Estimating fractional cover

Learning goals

Understand the basic concept of linear spectral unmixing and generation of synthetic training data
Use Support Vector Regression (SVR) models and Random Forest Regression (RFR) to estimate fractional cover of photosynthetic vegetation (PV), non-photosynthetic vegetation (NPV) and soil for agricultural fields in northeastern Germany.
Evaluate fractional cover estimates from Sentinel-2 with reference fractional cover

Background

The mixed pixel problem

In this course, you have already learned how to make use of multispectral data to generate land cover maps. However, you may have noticed that often a pixel contains more than one cover type. This happens when the land cover is heterogeneous on the sub-pixel scale.

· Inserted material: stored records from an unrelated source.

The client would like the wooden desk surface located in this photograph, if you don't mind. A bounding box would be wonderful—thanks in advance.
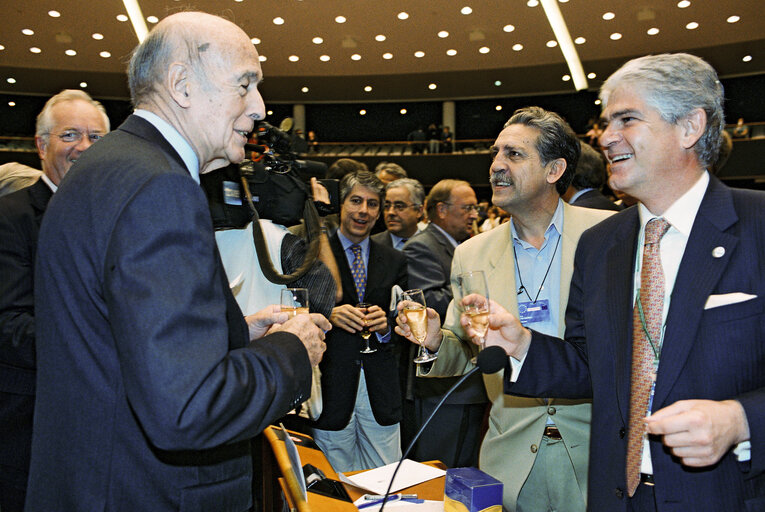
[264,426,445,511]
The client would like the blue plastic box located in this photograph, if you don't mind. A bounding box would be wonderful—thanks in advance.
[443,467,503,512]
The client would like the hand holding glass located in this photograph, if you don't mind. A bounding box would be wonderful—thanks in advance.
[402,289,436,364]
[458,271,490,351]
[281,288,309,317]
[356,302,377,353]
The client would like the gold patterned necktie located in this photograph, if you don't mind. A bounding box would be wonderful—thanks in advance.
[350,244,366,301]
[626,217,671,496]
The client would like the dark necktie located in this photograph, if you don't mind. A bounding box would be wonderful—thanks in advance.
[626,217,671,496]
[350,244,366,301]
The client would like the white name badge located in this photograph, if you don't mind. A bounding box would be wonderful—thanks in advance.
[518,299,551,324]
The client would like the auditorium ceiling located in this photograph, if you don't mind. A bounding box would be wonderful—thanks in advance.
[1,0,763,102]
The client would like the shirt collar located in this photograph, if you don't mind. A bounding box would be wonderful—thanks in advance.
[337,229,370,254]
[389,232,410,249]
[637,171,709,237]
[430,223,459,248]
[39,173,57,193]
[134,109,200,184]
[511,198,564,248]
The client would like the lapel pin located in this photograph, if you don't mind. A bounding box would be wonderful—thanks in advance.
[712,246,725,258]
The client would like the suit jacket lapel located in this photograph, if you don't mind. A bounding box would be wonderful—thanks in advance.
[28,179,53,226]
[425,224,455,261]
[653,177,738,409]
[367,239,385,295]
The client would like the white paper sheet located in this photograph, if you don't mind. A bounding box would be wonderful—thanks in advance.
[339,459,446,495]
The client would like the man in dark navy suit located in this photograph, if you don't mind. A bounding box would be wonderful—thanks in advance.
[477,53,764,511]
[0,89,109,512]
[26,12,328,512]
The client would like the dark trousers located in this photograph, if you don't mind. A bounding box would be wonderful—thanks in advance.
[629,481,658,512]
[413,397,485,467]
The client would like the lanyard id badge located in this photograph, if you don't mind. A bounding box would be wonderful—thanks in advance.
[518,299,551,324]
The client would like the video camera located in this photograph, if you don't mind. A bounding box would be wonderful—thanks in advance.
[201,121,338,230]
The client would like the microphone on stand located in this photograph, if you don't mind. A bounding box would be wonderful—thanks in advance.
[378,345,506,511]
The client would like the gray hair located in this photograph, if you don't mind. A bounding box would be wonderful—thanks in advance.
[425,179,471,219]
[339,170,384,203]
[386,178,425,206]
[600,53,724,167]
[375,162,408,180]
[572,142,607,190]
[504,106,579,195]
[0,163,42,197]
[35,89,110,139]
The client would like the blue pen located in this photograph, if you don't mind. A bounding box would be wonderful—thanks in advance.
[358,495,424,509]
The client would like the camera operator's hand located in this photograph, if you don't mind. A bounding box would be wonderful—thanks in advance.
[245,305,288,340]
[310,177,330,205]
[272,313,330,367]
[329,304,366,333]
[362,305,388,333]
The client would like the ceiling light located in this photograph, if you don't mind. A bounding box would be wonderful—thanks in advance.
[273,17,285,25]
[610,32,622,40]
[359,110,366,116]
[99,51,111,58]
[8,102,15,107]
[559,0,569,3]
[397,12,409,20]
[351,54,361,60]
[22,29,34,36]
[364,86,372,92]
[335,16,346,23]
[288,55,299,62]
[602,12,615,20]
[251,37,260,44]
[267,110,273,116]
[92,33,104,40]
[65,49,77,56]
[235,0,243,2]
[116,14,128,22]
[438,31,449,38]
[146,16,158,23]
[7,78,16,84]
[727,15,740,23]
[503,24,515,32]
[494,80,502,86]
[562,75,571,81]
[574,37,585,44]
[382,52,393,59]
[80,82,87,88]
[546,40,557,48]
[320,55,330,62]
[686,22,699,29]
[647,27,660,35]
[400,109,407,115]
[461,7,473,15]
[30,47,42,54]
[512,44,524,51]
[743,55,752,62]
[479,46,490,54]
[495,105,502,111]
[527,0,539,6]
[594,99,602,105]
[375,34,386,42]
[446,49,457,56]
[540,0,588,91]
[0,45,4,50]
[259,55,267,62]
[48,10,61,17]
[677,0,690,7]
[587,72,596,79]
[301,87,309,93]
[312,37,323,44]
[414,51,425,58]
[122,0,149,42]
[428,83,437,90]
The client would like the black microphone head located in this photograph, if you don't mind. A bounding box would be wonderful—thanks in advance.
[476,345,506,374]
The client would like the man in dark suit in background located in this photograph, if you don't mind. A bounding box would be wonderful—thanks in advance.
[403,179,487,467]
[486,53,763,511]
[563,141,621,212]
[0,89,109,512]
[311,170,408,472]
[26,12,328,512]
[372,177,424,250]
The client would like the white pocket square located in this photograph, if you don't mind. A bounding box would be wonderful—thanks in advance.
[704,292,757,310]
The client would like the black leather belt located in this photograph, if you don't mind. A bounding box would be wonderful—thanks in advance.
[543,426,562,440]
[640,473,655,486]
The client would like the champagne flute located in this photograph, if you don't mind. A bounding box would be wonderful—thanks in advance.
[457,271,490,355]
[281,288,309,317]
[356,302,377,353]
[402,289,436,364]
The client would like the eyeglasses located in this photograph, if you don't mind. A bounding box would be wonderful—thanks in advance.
[49,130,105,144]
[443,203,480,213]
[384,201,419,213]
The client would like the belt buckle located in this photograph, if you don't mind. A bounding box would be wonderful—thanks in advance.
[543,426,562,440]
[640,473,655,486]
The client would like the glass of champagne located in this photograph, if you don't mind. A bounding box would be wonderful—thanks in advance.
[457,271,490,352]
[356,302,377,353]
[402,289,436,364]
[281,288,309,317]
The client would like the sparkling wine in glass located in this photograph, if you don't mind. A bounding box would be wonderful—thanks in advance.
[458,271,490,353]
[402,289,436,364]
[281,288,309,317]
[356,302,377,354]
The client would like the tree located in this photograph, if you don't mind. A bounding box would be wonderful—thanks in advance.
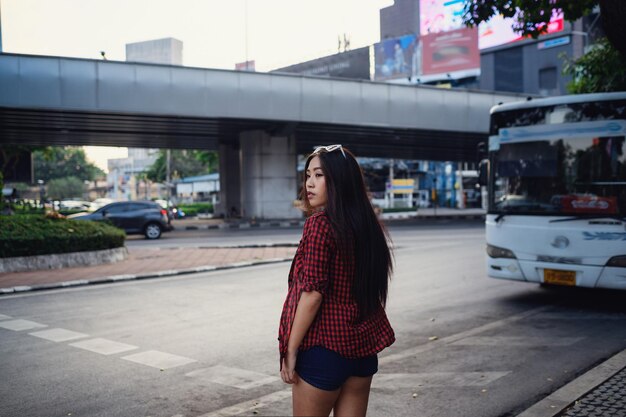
[33,147,105,182]
[46,176,85,200]
[562,37,626,94]
[144,149,218,183]
[462,1,626,59]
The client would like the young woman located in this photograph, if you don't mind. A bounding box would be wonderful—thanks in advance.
[278,144,395,417]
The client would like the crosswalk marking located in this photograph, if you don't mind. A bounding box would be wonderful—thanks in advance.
[122,350,197,370]
[198,389,292,417]
[69,338,138,355]
[451,336,584,347]
[0,319,47,331]
[372,371,511,389]
[0,314,12,320]
[186,365,280,390]
[29,328,89,342]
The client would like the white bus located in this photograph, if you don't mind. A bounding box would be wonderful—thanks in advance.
[482,92,626,289]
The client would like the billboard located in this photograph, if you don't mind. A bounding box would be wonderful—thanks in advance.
[478,13,564,50]
[421,27,480,79]
[419,0,565,50]
[374,34,418,81]
[272,47,370,80]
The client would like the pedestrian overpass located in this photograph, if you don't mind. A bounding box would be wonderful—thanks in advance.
[0,53,527,218]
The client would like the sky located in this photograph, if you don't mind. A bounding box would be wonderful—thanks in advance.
[1,0,393,171]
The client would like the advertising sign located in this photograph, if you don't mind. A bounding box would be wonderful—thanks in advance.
[374,34,418,81]
[419,0,565,50]
[479,13,564,50]
[272,47,370,80]
[235,60,256,71]
[421,26,480,78]
[392,179,415,194]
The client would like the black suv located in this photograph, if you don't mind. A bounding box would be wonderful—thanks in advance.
[69,201,173,239]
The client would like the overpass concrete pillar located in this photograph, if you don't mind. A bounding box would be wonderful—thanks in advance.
[239,131,300,219]
[216,141,242,218]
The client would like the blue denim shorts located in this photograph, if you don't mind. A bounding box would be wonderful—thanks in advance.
[295,346,378,391]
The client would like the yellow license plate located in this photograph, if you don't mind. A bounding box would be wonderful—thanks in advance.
[544,269,576,286]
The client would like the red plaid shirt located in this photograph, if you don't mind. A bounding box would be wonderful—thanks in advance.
[278,211,395,362]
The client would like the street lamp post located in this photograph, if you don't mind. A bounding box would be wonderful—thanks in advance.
[37,179,45,209]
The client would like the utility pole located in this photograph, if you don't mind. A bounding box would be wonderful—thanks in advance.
[166,149,171,208]
[244,0,249,70]
[388,159,394,209]
[0,0,4,53]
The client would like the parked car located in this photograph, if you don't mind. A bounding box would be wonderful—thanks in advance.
[68,201,173,239]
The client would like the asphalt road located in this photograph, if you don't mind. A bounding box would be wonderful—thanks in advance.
[1,222,625,417]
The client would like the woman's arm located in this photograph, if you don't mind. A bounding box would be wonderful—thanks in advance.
[280,290,323,384]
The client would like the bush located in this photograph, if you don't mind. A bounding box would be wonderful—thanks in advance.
[178,202,213,217]
[0,214,126,258]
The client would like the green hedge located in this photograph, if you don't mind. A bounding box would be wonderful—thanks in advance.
[0,215,126,258]
[178,203,213,217]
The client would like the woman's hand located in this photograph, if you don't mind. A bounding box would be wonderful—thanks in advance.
[280,350,299,384]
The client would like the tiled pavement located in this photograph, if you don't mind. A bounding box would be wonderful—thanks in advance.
[558,366,626,417]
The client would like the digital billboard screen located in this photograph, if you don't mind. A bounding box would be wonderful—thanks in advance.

Classification approaches assign discrete labels to a pixel and can thus be of limited use for estimating the true distribution of a surface material. In many cases (but very much depending on the training dataset), the dominant class label will be assigned by the classification model. We thereby underestimate the proportion(s) of the minority class(es), while overestimating the proportion of the dominant class.

A good example are urban areas, where e.g. rooftops, streets and single trees fall within a single Sentinel-2 or Landsat pixel. On agricultural fields, pixels often contain mixtures of photosynthetically active vegetation, dead plant material (e.g. litter or standing dead biomass) and open soil. As the cover quantities vary over time on croplands, we can use fractional cover to better understand the vegetation changes in response to e.g. land management and weather extremes.

Fig. by Ali et al. (2016) DOI: 10.1093/jpe/rtw005

With fraction mapping we attempt to map the fraction of a variety of classes within a pixel. This can either be done by using spectral mixture analysis or regression approaches.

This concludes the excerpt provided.